Ein leiser Unmutslaut war zu hören als sie an die letzte Nacht mit ihm dachte. Wie so oft in letzter Zeit hatten sie sich gestritten. Diesmal war es so schlimm, das er sie früher, viel früher als sonst verliess.
Seit Tagen schon wartete sie auf ein Zeichen von ihm, doch nichtmal der Schatten seines mechanischen Kaninchens war zu sehen.
Wut, Enttäuschung und, wie sie sich selbst eingestehen musste, auch eine gewisse Sehnsucht tobten in ihr, raubten ihr auch in dieser Nacht den Schlaf. Leise fluchend erhob sie sich endlich, trat hinaus auf den Balkon und starrte in die Ferne. Ein kühler Wind lies ihr langes, rotes Haar wie eine Fahne flattern, kühn streckte sie ihm ihr Gesicht entgegen. Einen hauch von Meeresluft in der Nase traf sie endlich eine Entscheidung.
Gierig sog sie nochmals die Nachtluft ein, trat dann zurück in ihr Zimmer und kramte aus der dunkelsten Ecke ihres Schrankes ein kleines Stoffbündel und einen Hut.
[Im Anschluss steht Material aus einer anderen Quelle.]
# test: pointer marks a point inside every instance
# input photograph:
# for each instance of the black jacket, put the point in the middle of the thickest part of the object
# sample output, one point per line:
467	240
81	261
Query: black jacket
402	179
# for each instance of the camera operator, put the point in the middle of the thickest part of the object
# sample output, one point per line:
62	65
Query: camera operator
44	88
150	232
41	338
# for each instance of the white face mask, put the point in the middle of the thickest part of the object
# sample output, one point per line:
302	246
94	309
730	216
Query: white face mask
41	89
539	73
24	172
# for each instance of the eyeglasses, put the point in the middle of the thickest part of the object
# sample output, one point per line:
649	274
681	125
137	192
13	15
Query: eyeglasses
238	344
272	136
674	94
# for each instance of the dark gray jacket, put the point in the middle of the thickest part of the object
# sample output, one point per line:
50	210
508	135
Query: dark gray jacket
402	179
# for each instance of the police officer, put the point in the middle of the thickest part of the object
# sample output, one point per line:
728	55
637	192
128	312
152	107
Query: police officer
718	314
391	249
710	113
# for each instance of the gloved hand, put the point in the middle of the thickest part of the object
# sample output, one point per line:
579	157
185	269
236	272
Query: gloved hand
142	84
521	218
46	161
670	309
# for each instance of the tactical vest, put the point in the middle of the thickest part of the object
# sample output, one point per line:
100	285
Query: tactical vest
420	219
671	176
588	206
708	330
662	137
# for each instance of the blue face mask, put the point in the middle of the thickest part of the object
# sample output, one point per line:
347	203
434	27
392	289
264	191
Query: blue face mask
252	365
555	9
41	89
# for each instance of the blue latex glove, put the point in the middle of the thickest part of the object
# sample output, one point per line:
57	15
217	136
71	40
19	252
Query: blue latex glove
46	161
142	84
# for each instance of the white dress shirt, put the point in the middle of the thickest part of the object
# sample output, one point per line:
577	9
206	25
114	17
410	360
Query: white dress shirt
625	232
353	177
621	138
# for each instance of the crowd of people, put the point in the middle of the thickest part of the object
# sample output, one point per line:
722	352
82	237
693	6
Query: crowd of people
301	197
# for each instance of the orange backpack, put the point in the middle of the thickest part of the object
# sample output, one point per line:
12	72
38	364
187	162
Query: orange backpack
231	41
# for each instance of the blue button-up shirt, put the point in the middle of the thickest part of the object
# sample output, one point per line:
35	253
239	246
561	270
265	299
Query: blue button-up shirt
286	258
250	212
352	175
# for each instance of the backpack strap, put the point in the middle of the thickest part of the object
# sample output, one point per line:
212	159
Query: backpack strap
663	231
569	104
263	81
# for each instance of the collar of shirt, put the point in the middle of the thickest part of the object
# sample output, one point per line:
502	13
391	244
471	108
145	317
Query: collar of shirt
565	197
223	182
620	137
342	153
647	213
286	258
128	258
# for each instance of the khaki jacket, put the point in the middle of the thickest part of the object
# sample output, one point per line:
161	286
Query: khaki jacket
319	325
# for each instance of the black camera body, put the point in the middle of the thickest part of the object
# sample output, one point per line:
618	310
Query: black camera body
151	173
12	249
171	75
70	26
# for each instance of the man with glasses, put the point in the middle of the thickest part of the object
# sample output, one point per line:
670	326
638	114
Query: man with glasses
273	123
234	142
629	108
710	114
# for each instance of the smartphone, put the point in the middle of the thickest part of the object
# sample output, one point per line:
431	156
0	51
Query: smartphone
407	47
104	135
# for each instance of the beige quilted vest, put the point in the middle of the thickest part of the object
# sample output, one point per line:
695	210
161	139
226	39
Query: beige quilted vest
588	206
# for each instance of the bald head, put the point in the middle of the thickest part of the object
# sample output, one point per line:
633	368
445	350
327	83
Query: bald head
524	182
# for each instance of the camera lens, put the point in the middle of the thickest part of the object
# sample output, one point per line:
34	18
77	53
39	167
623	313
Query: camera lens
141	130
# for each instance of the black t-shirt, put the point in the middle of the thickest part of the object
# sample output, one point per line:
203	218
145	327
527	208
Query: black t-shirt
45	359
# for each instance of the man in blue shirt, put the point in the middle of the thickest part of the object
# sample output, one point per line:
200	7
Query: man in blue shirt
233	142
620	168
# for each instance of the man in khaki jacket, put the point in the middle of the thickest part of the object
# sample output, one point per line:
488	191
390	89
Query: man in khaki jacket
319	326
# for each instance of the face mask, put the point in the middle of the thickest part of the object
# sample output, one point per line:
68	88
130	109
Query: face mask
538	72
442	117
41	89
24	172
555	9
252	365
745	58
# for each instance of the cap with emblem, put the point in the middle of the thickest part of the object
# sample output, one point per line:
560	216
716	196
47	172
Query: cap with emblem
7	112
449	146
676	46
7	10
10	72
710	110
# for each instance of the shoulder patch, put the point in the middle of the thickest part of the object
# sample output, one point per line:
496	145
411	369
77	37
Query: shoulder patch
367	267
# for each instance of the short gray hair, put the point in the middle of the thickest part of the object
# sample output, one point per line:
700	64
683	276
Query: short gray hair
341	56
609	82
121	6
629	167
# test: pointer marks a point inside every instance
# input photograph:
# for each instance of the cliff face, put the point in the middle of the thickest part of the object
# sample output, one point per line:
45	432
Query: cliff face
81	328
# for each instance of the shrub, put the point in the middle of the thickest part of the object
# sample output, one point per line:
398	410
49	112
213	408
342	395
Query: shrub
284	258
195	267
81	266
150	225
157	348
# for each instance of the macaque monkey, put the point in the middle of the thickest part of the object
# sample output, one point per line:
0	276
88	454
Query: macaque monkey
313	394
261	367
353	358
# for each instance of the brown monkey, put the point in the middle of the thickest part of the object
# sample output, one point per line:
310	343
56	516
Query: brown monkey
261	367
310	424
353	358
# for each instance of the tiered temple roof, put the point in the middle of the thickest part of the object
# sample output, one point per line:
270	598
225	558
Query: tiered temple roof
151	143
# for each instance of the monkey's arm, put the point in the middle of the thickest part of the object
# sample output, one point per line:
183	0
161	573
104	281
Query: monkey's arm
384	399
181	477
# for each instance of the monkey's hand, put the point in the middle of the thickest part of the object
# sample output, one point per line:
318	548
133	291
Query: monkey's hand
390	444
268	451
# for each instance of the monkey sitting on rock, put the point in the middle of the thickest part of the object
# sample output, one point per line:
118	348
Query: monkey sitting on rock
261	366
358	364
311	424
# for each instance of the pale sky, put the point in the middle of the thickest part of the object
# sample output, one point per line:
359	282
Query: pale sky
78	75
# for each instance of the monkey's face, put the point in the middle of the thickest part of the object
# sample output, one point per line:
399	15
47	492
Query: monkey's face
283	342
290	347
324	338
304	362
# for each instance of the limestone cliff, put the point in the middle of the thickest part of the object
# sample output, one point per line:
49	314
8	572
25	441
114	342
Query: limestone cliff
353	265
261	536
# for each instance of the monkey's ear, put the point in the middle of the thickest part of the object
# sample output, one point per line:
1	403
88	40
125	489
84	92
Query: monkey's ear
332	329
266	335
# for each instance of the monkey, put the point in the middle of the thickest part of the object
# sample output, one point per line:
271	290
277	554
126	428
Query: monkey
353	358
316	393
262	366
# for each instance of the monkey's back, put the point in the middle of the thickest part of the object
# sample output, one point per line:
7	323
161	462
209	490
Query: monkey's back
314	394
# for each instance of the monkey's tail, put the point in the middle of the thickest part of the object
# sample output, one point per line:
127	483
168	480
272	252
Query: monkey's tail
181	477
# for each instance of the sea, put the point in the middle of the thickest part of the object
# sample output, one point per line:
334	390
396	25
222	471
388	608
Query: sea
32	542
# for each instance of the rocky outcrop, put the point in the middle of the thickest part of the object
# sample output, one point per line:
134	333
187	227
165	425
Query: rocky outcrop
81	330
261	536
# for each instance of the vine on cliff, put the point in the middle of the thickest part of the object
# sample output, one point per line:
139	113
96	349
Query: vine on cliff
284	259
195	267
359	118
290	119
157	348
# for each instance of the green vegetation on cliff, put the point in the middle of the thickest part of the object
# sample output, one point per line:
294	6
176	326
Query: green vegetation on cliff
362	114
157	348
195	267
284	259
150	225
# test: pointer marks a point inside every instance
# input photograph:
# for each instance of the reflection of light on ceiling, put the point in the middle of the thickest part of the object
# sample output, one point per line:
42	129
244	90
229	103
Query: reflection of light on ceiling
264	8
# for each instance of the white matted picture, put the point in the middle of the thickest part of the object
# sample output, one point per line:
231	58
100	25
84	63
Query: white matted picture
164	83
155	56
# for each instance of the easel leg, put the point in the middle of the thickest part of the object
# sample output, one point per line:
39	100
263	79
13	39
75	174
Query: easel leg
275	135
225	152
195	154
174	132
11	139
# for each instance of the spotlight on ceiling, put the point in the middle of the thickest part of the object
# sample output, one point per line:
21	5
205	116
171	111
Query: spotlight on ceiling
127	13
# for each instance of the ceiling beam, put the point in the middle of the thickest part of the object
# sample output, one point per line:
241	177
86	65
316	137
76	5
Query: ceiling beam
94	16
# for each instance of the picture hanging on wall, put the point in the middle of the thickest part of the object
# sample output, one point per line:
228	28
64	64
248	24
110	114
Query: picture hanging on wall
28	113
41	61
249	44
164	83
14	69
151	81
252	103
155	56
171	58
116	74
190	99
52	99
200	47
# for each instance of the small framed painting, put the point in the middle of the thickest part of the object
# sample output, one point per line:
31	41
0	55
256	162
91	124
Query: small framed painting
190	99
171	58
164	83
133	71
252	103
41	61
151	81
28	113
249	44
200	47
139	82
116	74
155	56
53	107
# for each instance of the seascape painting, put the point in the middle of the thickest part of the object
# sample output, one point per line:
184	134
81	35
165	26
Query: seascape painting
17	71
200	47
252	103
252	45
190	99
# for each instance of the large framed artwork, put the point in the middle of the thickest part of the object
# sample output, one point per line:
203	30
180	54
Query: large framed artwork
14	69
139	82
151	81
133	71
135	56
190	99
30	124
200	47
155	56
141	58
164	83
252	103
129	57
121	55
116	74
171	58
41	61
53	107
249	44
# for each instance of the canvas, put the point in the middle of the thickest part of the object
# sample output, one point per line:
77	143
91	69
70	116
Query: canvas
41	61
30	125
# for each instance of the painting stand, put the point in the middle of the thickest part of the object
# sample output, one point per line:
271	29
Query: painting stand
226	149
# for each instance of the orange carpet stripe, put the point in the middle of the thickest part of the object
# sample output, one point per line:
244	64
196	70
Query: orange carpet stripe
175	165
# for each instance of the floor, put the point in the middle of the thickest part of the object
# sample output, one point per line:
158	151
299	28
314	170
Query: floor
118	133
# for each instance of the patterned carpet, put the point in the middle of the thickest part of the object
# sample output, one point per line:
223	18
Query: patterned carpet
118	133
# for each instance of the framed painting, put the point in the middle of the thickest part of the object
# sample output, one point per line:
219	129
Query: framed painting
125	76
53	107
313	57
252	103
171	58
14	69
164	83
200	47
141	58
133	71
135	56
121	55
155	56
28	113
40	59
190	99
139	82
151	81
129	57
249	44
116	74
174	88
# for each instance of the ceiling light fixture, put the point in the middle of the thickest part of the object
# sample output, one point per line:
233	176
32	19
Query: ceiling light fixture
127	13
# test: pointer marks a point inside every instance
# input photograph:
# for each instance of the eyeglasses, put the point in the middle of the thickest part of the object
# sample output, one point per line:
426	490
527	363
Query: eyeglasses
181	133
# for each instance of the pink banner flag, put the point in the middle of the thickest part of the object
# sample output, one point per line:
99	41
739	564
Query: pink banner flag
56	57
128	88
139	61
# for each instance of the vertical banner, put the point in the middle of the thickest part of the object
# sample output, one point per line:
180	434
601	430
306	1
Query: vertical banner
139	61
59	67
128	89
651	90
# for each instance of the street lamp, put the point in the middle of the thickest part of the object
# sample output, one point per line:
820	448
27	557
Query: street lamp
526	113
Eilig zog sie ein weisses Hemd und schwarze Hosen an, streifte sich die weichen Stiefel über und band die rote Schärpe zu einem festen Gürtel, an dem sie ihren Dolch und einige kleine Beutel befestigte. Ein letzter Beutel lag noch offen auf dem Bett, er schien nichts zu enthalten ausser ein paar wertlosen Steinen. Kurz schwebte ihre Hand darüber, griff dann jedoch nach dem roten Hut, mit der anderen zwirbelte sie ihre Haare zusammen. Geschickt setzte sie den Hut so auf das er ihr rotes Haar verdeckte und einen Schatten auf ihre Gesichtszüge warf. "So werden sie keinen Verdacht schöpfen", murmelte sie nach einem kurzen Blick in den Spiegel, "und wenn es Tag wird, werden wir schon zu weit auf dem Meer sein."
Im Schutz der Dunkelheit machte sie sich auf den Weg zum Hafen, vorbei an den Lagerhäusern ihrer Familie lenkte sie ihre Schritte zum Anlegeplatz der Black Diamond. Das Schiff ihrer Schwester war unverwechselbar. Majestätisch ragten die Maste des rabenschwarzen Schiffes in den Nachthimmel, nur wenig Betriebsamkeit war an Deck zu erkennen, doch wusste sie das einige gezielte Stiefeltritte und schneidende Befehle genügen würden es binnen kürzester Zeit zum Auslaufen zu bringen.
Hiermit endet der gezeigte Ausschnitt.